In 2003, new UCLA coach Karl Dorrell promoted Sciarra to second string due to injuries. Prior to the second game of the season, the school learned that Sciarra had been arrested the prior month at a Newport Beach convenience store for public intoxication and disorderly conduct; he also gave a false name to a police officer. Dorrell suspended him for a game, and he did not play the rest of the season.

==Wagner==
At the end of the 2003 season, Sciarra transferred to Wagner College. While playing for the Wagner Seahawks, Sciarra broke multiple school records. As a senior in 2005, Sciarra became the first ever Northeast Conference player to throw for over 3,000 yards in a season. He was also named an Academic All Star by the Division I-AA Athletic Directors Association. Sciarra, as a sociology major, earned a 3.49 GPA. He was honored as Wagner's most valuable player.

After his football career John landed a role as an associate with Lazard Asset Management.
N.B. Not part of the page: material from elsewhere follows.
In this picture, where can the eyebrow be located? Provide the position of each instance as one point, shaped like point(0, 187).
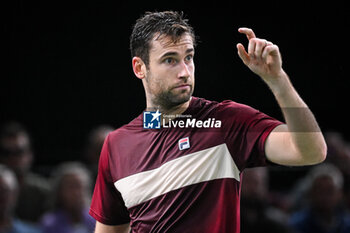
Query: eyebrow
point(169, 54)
John has excelled at the firm and in 2011 was promoted to vice president. John has enjoyed working and living in NY and has now taken up basketball to continue his athletic achievements. He plays regularly in a 5:30 am game in New York City where his shooting ability has not quite caught up with his ability to give a hard foul. He is well known for battling fellow Lazard colleagues on the court and playing an intimidating style of defense.